Eighty percent of Rheims was destroyed in the First World War, the worst loss of any of France's big cities. From this loss grew, at an incredible pace, a flowering of construction in 20th-Century styles, especially Art Deco. Reflecting the great destruction, 6,500 building permits were issued in Rheims between 1920 and 1930. The city held a competition among architects to plan its rebuilding. An American, G. B. Ford won. His plan led to opening up of public spaces, adding new public buildings, zoning for industry, and creating garden-city areas.

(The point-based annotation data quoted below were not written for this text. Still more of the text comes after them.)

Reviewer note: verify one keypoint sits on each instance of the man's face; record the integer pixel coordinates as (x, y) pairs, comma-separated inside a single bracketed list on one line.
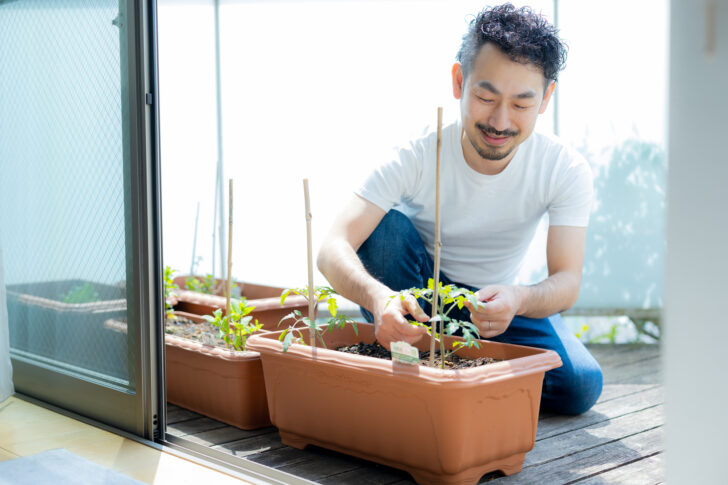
[(500, 101)]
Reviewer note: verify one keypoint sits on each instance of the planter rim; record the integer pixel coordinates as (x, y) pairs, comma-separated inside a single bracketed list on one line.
[(260, 304), (541, 360), (211, 350), (89, 307)]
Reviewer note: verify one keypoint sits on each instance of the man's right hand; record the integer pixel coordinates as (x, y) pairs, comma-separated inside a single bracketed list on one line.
[(390, 324)]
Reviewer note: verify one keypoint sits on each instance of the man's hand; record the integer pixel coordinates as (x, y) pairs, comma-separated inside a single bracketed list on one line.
[(502, 303), (390, 325)]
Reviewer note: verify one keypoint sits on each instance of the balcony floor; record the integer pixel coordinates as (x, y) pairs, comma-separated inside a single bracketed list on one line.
[(620, 440)]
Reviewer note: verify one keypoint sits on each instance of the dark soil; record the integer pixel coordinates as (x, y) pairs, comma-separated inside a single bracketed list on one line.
[(453, 361), (199, 332)]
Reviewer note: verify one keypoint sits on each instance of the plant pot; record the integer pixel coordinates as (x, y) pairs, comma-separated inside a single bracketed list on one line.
[(222, 384), (219, 383), (265, 299), (440, 426), (42, 324)]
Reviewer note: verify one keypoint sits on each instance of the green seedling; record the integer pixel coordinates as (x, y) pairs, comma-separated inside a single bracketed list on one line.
[(85, 293), (169, 293), (449, 297), (236, 327), (293, 334)]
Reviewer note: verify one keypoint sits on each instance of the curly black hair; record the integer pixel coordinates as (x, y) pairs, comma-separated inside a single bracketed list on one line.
[(521, 34)]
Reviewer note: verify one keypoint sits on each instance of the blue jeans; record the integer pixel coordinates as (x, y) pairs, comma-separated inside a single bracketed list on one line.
[(395, 255)]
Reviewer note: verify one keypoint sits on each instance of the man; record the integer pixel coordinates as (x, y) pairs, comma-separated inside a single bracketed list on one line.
[(498, 178)]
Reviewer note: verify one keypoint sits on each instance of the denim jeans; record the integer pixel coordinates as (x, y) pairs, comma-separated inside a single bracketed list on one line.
[(395, 255)]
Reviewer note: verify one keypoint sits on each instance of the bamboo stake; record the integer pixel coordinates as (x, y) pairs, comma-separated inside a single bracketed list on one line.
[(230, 250), (438, 245), (311, 303)]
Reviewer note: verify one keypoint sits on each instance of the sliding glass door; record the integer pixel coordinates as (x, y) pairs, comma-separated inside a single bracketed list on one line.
[(78, 206)]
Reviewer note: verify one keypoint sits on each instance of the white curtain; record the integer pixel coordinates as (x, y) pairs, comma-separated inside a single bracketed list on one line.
[(6, 371)]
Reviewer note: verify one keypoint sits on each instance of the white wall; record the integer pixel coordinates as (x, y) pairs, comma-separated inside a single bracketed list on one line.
[(696, 320)]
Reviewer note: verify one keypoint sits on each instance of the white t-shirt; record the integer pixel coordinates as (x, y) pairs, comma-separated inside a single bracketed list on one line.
[(487, 222)]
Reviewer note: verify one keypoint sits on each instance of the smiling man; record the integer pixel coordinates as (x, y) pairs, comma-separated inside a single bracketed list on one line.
[(498, 178)]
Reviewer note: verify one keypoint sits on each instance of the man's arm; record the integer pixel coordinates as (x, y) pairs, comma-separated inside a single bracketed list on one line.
[(338, 262), (565, 257)]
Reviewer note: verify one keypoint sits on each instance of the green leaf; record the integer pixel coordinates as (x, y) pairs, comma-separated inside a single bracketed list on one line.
[(287, 341), (333, 309)]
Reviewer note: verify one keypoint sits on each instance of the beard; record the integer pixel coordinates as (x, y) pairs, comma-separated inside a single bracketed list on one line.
[(489, 153)]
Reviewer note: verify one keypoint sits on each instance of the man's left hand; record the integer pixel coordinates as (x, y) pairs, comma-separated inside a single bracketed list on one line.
[(500, 304)]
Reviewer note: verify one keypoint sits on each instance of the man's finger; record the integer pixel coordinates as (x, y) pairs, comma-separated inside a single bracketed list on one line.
[(414, 309)]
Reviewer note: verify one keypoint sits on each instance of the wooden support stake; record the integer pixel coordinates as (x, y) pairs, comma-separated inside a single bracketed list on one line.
[(309, 247), (438, 245), (230, 250)]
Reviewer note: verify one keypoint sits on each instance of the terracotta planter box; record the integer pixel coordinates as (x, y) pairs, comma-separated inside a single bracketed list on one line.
[(42, 324), (222, 384), (265, 299), (440, 426)]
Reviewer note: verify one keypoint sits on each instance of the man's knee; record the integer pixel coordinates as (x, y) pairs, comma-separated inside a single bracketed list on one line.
[(392, 233), (573, 388)]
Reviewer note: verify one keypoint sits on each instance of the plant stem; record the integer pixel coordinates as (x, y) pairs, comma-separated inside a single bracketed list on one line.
[(438, 245), (230, 250), (311, 295)]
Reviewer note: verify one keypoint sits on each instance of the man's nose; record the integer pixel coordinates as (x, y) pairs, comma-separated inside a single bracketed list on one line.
[(499, 118)]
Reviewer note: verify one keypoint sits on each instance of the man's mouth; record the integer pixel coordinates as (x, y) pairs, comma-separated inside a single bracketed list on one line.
[(495, 140), (494, 137)]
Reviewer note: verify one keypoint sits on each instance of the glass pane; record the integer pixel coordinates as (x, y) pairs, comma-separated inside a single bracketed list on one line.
[(62, 185)]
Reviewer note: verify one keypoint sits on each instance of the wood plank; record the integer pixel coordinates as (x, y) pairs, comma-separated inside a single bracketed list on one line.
[(175, 414), (252, 445), (373, 474), (582, 439), (609, 355), (600, 413), (588, 463), (613, 391), (643, 372), (647, 471), (280, 457), (226, 434), (192, 426), (328, 463)]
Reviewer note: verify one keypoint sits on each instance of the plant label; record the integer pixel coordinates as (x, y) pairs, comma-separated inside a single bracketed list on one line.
[(405, 353)]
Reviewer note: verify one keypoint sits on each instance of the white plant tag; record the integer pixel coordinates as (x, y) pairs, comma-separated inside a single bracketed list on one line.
[(405, 353)]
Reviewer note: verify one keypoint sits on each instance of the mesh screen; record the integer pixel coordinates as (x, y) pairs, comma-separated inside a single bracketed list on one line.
[(62, 204)]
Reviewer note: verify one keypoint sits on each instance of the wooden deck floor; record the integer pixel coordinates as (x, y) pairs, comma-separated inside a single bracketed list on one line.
[(620, 440)]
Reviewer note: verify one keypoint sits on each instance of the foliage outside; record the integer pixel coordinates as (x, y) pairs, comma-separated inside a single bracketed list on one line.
[(169, 293), (236, 327), (293, 334)]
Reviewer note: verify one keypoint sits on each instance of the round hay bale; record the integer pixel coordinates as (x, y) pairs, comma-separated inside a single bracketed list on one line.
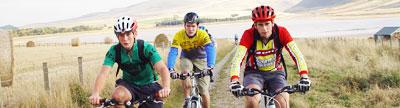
[(397, 35), (75, 42), (6, 59), (161, 40), (108, 40), (30, 44)]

While Ford's plan specified some restrictions on building styles (e.g., no imitation Gothic buildings behind the cathedral), most of the city was open to architectural freedom and innovation. The 400 or so architects who designed Rheims's new buildings worked in a range of styles, from the Hausmann style of 19th-Century Paris to the "ocean-liner" style of large, moderne buildings. The style most often built, though, was Art Deco. The city's destruction and reconstruction turned Rheims into, effectively, the capital of Art Deco architecture. The Web site "Reims Ville Art Deco" provides comprehensive coverage.

Thanks to audioguides provided by the Rheims Tourist Office, Susie and I were able to take an Art-Deco walk through the city. Here are a few of the great Art-Deco buildings to which the tour took us.

This apartment building provided just about the purest representation of the Art Deco style of all the buildings we saw.

The ultra-modern addition to this Renaissance-style house was the project of the son of the house's owners.

The designer of this larger residential building managed to include references to Renaissance architecture, such as the oriel windows and the loggia, within a clearly Art-Deco style.







This smaller building, in the heart of the center of Rheims, includes a variety of Art-Deco features, such as abstract floral motifs, assymetry, a pergola, and simplified iron work.






Here's a view of a former bookstore, with its wonderful curves, lettering, and friezes.

On the eclectic side, this building is a garage for a residence on the street behind it.

For last, I've saved two of the most direct but opposite expressions of Art Deco. The first is the post office, which is modernist and built in concrete, but with lines and curves that make this building a sort of pure expression of Art-Deco principles.

The second is the facade of the Opera Cinema, a (former) movie palace. With its curves, friezes, ornements, gilding, and stained glass, this is about as far as you can get from the minimalist expression of the post office.